Like me, you’ve probably heard some variation of the phrase, “In essentials, unity; in non-essentials, liberty; in all things, charity.” It’s a translation of the Latin phrase, “In necessariis unitas, in dubitas libertas, in omnibus caritas.” Nineteenth-century church historian Philip Schaff calls it “the watchword of Christian peacemakers.”(1) The phrase is often attributed to the theologian St Augustine of Hippo (354-430),(2) but it sounds foreign to his style and is not found in his extant writings.(3)

Who, then, coined the phrase? No, it wasn’t Rick Warren, or that other memorable wordsmith, Donald Trump. In addition to Augustine, the phrase, or motto, has been variously attributed to the English cleric and theologian John Wesley (1703-1791), the English Puritan leader Richard Baxter (1615-91), the sometime Catholic, sometime Protestant writer Marco Antonio de Dominis (1560-1624), and the German Lutheran Reformer Philip Melanchthon (1497-1560).
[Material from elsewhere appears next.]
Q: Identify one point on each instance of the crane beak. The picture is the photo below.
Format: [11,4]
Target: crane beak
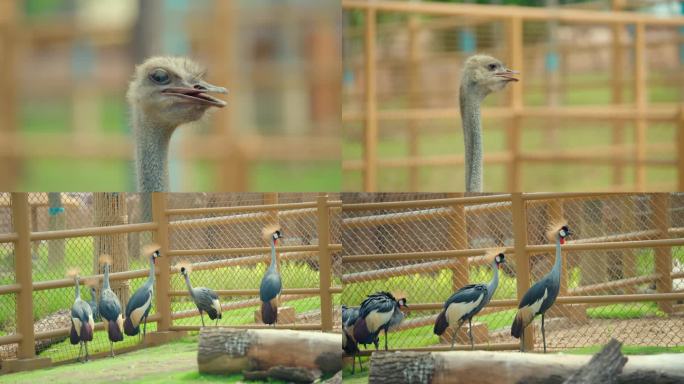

In recent years the search for the source of the phrase has spawned quite a few blog posts, three of the best of which are here, here and here. In my judgment, the collective wisdom of book and blog identifies the most likely source as the obscure seventeenth-century orthodox Lutheran pastor and theologian Peter Meiderlin (aka Rupertus Meldenius, and Petrus Meldenius), writing in 1627. It appears that he died at Augsburg in 1651.

The original source must certainly predate 1679, when Richard Baxter finished writing a tract titled The True and Only Way of Concord of All the Christian Churches (4), in the preface of which he quotes a version of the phrase (see below). It is clear that he is reciting what appears to be a well-known quote, although it is unattributed.

Baxter then refers to Meldenius by name on page 25, and quotes the phrase. Philip Schaff explains this in detail, along with much more background information, on pages 650-653 of his volume referred to above. H.J.M. Nellen also confirms Rupertus Meldenius as a source, but posits an earlier source.(5) Baxter, and others who followed who were not merely quoting Baxter, presumably found the phrase in Meldenius’s work, Paranaenesis Votiva pro Pace Ecclesiae, published at Rottenberg in 1626, page 26.(6)

It is possible that Marco Antonio de Dominis used the phrase earlier, in 1617, and Meldenius quoted him, but I do not have convincing textual evidence for this.

Let me know if you find further evidence of the source of this excellent quote.


References

  1. Philip Schaff, History of the Christian Church (vol. 7; 2nd edition; New York: Charles Schribner’s Sons, 1910; repr. Grand Rapids: Eerdmans, 1960), 650.
  2. “Well-known theological saying of Augustine which is used as a principle for authentic ecumenism and as an antidote to theological controversy.” So says James T. Bretzke, SJ, in his otherwise fine resource, Consecrated Phrases: A Latin Theological Dictionary (third edition; Collegeville, MN: Liturgical Press, 2013), 105.
  3. Hugh P. Jones (ed.), Dictionary of Foreign Phrases and Classical Quotations (rev. edition; Edinburgh: John Grant, 1958), 58.
  4. Richard Baxter, The True and Only Way of Concord of All the Christian Churches (London: Thomas Parkhurst, Jonathan Robinson, and John Lawrence, 1707 [1680]).
  5. H.J.M. Nellen, “De zinspreuk, ‘in necessariis unitas, in non necessariis libertas, in utrisque caritas’,” Nederlands Archief voor Kerkgeschidenis 79 (1), 1999, 99–106.
  6. See also Carl Bertheau, “Meldenius, Rupertus,” in Samuel Macauley Jackson, VII (ed.), The New Schaff-Herzog Encyclopedia of Religious Knowledge (Grand Rapids: Baker Book House, 1968), 287.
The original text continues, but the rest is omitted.